Hostel prices – Dorm rooms cost between $20-30 USD while private rooms begin at $80 USD per night for a twin room. There are not a lot of options for private hostel rooms here.
Budget hotel prices – D.C. isn’t cheap, especially during the summer when the city is packed. Budget hotels cost between $80-150 USD per night.
Average cost of food – There are plenty of cheap options throughout the city and most meals are under $15 USD. There are plenty of sandwich shops for under $10 USD. A week’s necessities from the grocery store are about $30-60 USD. A nice dinner with wine will cost you around $35 USD.
Transportation costs – You can get a Metrorail Day Pass for $14 USD, and the metro travels all over the city. There are many surcharges in D.C. on taxi rides, such as a $1.50 USD surcharge per passenger over 2 passengers. Taxes will costs you $14 USD and up depending on your zone.
Money Saving Tips
Get entertainment for free – The Kennedy Center’s Millennium Stage offers free performances on a nightly asis. Some theaters offers student and senior pricing and you can also save money by purchasing last-minute tickets.
Free outdoor theater – During the summer months free outdoor movies have become popular and are offered at many places around the region.
Find the cheap restaurants – Head over to Georgetown or DuPont Circle and enjoy great food at a great discount.
Top Things to See and Do
Explore the Smithsonian Museums – These museums contain information about everything.
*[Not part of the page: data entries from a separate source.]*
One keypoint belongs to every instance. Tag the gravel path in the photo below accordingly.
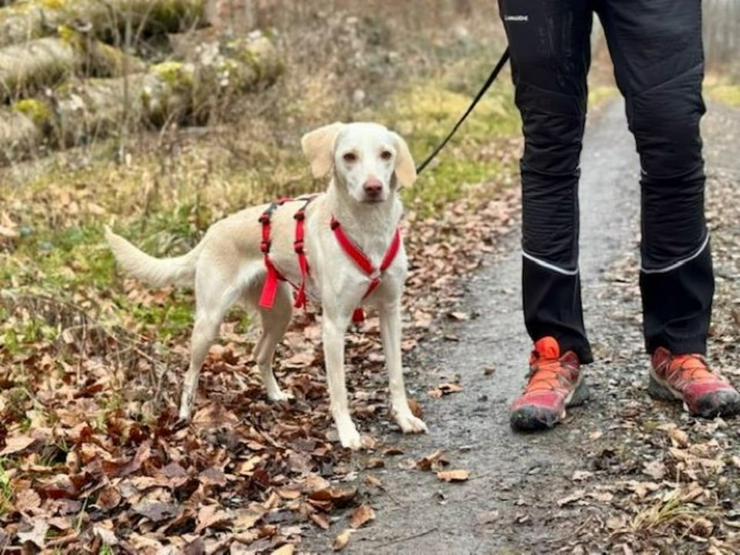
(516, 499)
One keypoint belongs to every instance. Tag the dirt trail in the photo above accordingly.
(520, 497)
(472, 426)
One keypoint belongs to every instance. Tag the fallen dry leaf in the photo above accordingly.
(445, 389)
(36, 535)
(287, 549)
(341, 541)
(361, 516)
(16, 444)
(435, 461)
(453, 475)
From the museum on space, history, nature, art, and more, you’ll never be without something to learn. All the museums are free and they even have free wi-fi. Two of the museums offer IMAX movies and if you save your stub, you can get a second movie for four dollars.
Visit the Holocaust Museum – The Holocaust museum is both wonderful and heart-wrenching at the same time- wonderful because it is so well done and heart-wrenching because, well, it’s the holocaust.
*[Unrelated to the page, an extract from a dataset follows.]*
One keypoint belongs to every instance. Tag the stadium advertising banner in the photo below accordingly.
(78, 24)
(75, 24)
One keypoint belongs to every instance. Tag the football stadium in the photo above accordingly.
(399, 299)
Check out the monuments – All the major monuments are around the National Mall are free and the better part of a day can be spent seeing them. I’m a big fan of the Franklin D. Roosevelt monument- it’s not that well known, it’s relaxing, and not very crowded. There are so many monuments here that you’ll be able to fill a good three or four days with them.
Visit the Supreme Court – The Supreme Court is free to enter and there are 40-minute lectures in the main hall for free and will teach you about the history of the court and how it works.
Tour the Capital Building – The Capital offers free tours throughout the day. Tickets are available at 8:30 am on a first come, first serve basis.
Take a walk through Georgetown – Georgetown is the capital’s historic waterfront which today is bustling with activity. The area is a shopper’s paradise and the streets are lined with restaurants from every ethnicity. Take a tour of historic sites, do some shopping and enjoy a meal at a local restaurant.
Tour the White House – Take a tour of the spot where the most powerful man in the world lives. You have to apply in advance to get tickets as there are security screenings you need to go through.
Visit the National Zoo – A great activity, especially if you have kids. You can see a very wide selection of animals here and they often have special exhibits. Moreover, as part of the Smithsonian, this zoo is also free.
Visit Arlington National Cemetery – Visit the memorial to war veterans and the resting places of President John F. Kennedy along with his wife Jacqueline Kennedy Onassis and their two children, with brother Bobby nearby. JFK’s grave is marked by an eternal flame. Nearby you can find the Tomb of the Unknown soldier.
Visit the Spy Museum – One of D.C.’s most popular attractions happens to be a pretty fun one — the International Spy Museum. Learn a thing or two about espionage through the museum’s many interactive exhibits, artifacts and film clips. See shoes with fake bottoms, photos of infamous spies, and interviews with former intelligence officers.
See the Cherry Blossoms – If you’re in Washington D.C. around March or April (or better yet, the transition between the two), you may be just in time for the Cherry Blossom Festival. The Tidal Basin has many cherry blossom trees, which were a gift from Japan to the United States. Their blossoming is marked by a celebration that includes concerts and fireworks. The flowers themselves are beautiful, and make for wonderful photo opportunities.
Visit Old Town Alexandria – Craving some more history? Head across the river to Old Town Alexandria, a small town with cobblestone streets and dotted with colonial buildings and historic landmarks.